A daring multi-millionaire divorcee is missing feared dead after she bought a yacht and sailed it away the same day – despite warnings from coastguards.
Eccentric Mary Unwin – known as Mary – bought the second-hand £32,000 yacht on Thursday but refused to take a refresher sailing course.
Mary, the ex-wife of a multi-millionaire property developer, sailed away from the marina in Mousehole, Cornwall, and headed back to her home in Bideford, Devon.

Local sailors warned Mary she would not be able to handle the journey alone but she ignored them and sailed off.
Mary – who featured in a TV documentary as a millionairess divorcee – was last seen by marina workers who slipped her boat’s moorings on Saturday at 6.30pm.
Search helicopters and lifeboats are still scouring her 120-mile planned route to find the 30ft missing ship – but have already found parts of wreckage.
Steve Huxley, search and rescue manager at Falmouth Coastguard, said she “hadn’t been sailing for a few years”.
He said: “The woman departed Mousehole on Saturday evening on board her newly-purchased vessel.

“We understand that she was heading for Bideford. We have been unable to find her and are very concerned for her safety.
”There’s possibly a radio onboard that doesn’t work. We know there is no beacon registered to that boat. We don’t know if she has a life raft onboard.
“We’ve put out a broadcast to shipping, we’ve got an air search and rescue operation, and we’ve got our teams out trying to gather intelligence.
“We are treating this very urgently. We are expecting the weather to deteriorate.”
Mary appeared on a Channel 4 documentary called ‘The Pawn King’ in 2011.
She featured as “the ex-wife of a millionaire who took out a £5,000 loan on her diamond bracelet to tide herself over until her divorce settlement comes through”.
The program described how she had lived with her husband in a ten bedroomed house in 2005 but since the divorce she was “finding it hard to adjust”.
She bought the £32,000 Seagair, a Moody yacht which is with a blue stripe, from Falmouth Yacht Brokers on Thursday.
Staff say she visited the ship yard with her new husband and paid with a banker’s draft.

Ms Unwin left Falmouth on her own in the yacht on Friday without collecting paperwork and then left Mousehole on Saturday.
It is thought her husband had driven home to Devon and was waiting for her but she never arrived and he raised the alarm.
Jayne Hobkirk, from the ship brokers, said the couple paid with a bankers draft.
She said: “They were just a nice middle-aged couple who were looking for a nice boat to do some coastal cruising in.
“She didn’t say anything about any trips.
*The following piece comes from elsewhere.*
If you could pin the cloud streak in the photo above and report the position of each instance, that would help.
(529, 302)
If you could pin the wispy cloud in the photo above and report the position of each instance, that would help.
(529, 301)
I haven’t spoken to her husband since.
“She said she had a captain’s ticket, but it sounded like she hadn’t done any sailing for sometime.
“I told her to get a refresher course, but that that would normally take some days.”
Ian Guy, watch manager at Falmouth Coastguard, said she may not be near her original course.
He said: “Bits of debris have been found but they could just be bits of wood from anywhere.”
Lifeboats from Penlee, Sennen and St Ives and helicopters from RNAS Culdrose and RMB Chivenor have joined the search.
Among the volunteer RNLI members helping was Paul Wiston, a retained coxswain of the St Ives lifeboat.
He said: “We launched at ten to three and we returned at around ten to six. We didn’t find anything.
“We were tasked by Falmouth Coastguard to search close in shore between Godrevy point and Pendeen light.
“The wind direction was western force five with a maximum swell of about 1.5 metres.
“I wouldn’t like to think what it would be like for someone out there in a yacht. She could be anywhere. She may have changed her plan. It is just not possible to guess.
“The rescue helicopters are out searching. Obviously they can see a much bigger area now it is light.”
The Seagair, built in 1985, was described by the brokers as having been “maintained in excellent condition” and “in great condition for her age”.
David Rayment, coxswain of the Penlee lifeboat, said: “We don’t know where she went, so it’s a big area to search, but we had no sightings at all.”
* In the documentary, Mary is seen driving an Aston Martin.
She says: “I have my favourite bracelet. It is 11 carats, set in platinum. Bought new it would cost #27,000 but you can’t eat a bracelet.
“It is no good living in a nice home having nice things if you can’t pay your bills. It is my little bit of treasure and I feel naked without it.
“I just like nice things, who doesn’t like nice things?”
The narrator says that “during her last marriage, Mary lived in a 10 bedroomed house. Since her divorce she is finding it hard to adjust.”
She said: “I pawned this {diamond ring] originally to buy an Aston Martin because when I came home to do the sums I was about #5,000 short.
“I had fallen in love with the Aston Martin and wanted it, so why not. Since when do ladies want to wait for anything?
“I sadly had to sell it but who knows, one day I might get another one. But I’ve had two anyway.
“There should be government help for people who are temporarily financially embarrassed. And why not?”
Meanwhile, it emerged that Mrs Unwin remarried her millionaire husband Carol , 61, just ten days before he bought her the boat.
Mr and Mrs Unwin lived in a one-storey gated property called Coastal Hideaway in a leafy part of Bideford.
Neighbours also say police had recently been seen at the house several times.
Coastguards have found more boat wreckage off Sennen Cover near Land’s End – just 25 miles from Mousehole where she sailed from.
Neighbour Graham Ash, 74, said she had re-married her husband ten days ago.
He said: “We have only just moved here and I have seen here around in a Union Jack Mini Cooper.
“I believe they were re-married around ten days ago. I have spoken to the husband Carol and he is a very nice chap.
“We speak when I cut my hedges and he comes over to chat. Most of the time we have been here Mary hasn’t been living in the house.
”I believe she is originally Welsh, at least she talks with a Welsh accent.”
Another neighbour said it was the second time the couple had been married.
He said: “I saw a police car outside their home this morning but that is nothing unusual.
”I think the police would tell you they have been at the house several times and they only moved in recently.
“There were some problems after they had been here for a while and, as we understood it, she moved away to the Isle of Man for a while and came back around three months ago.”
A coastguard spokesman said there was a “high possibility” that further pieces of debris found in the Sennen Cove area, near Lands End, were from the missing yacht.
He said: “Lifeboats have found quite a lot there. The pieces can’t positively be identified as coming from our overdue yacht but it’s quite a high possibility at the moment.”
The search for Mary Unwin was called off at 5pm yesterday (Mon).
Ian Guy, watch manager at Falmouth Coastguard, said more debris had been found.
He said: “It’s not 100 per cent confirmed that the debris found is from the yacht we are looking for but we are fairly confident.
“Looking at the time elapsed, it is at least 30 hours. That time in the water is well beyond what we would consider survivable.
“It doesn’t look good. We have no current plans to continue the search. That may be reviewed tomorrow.”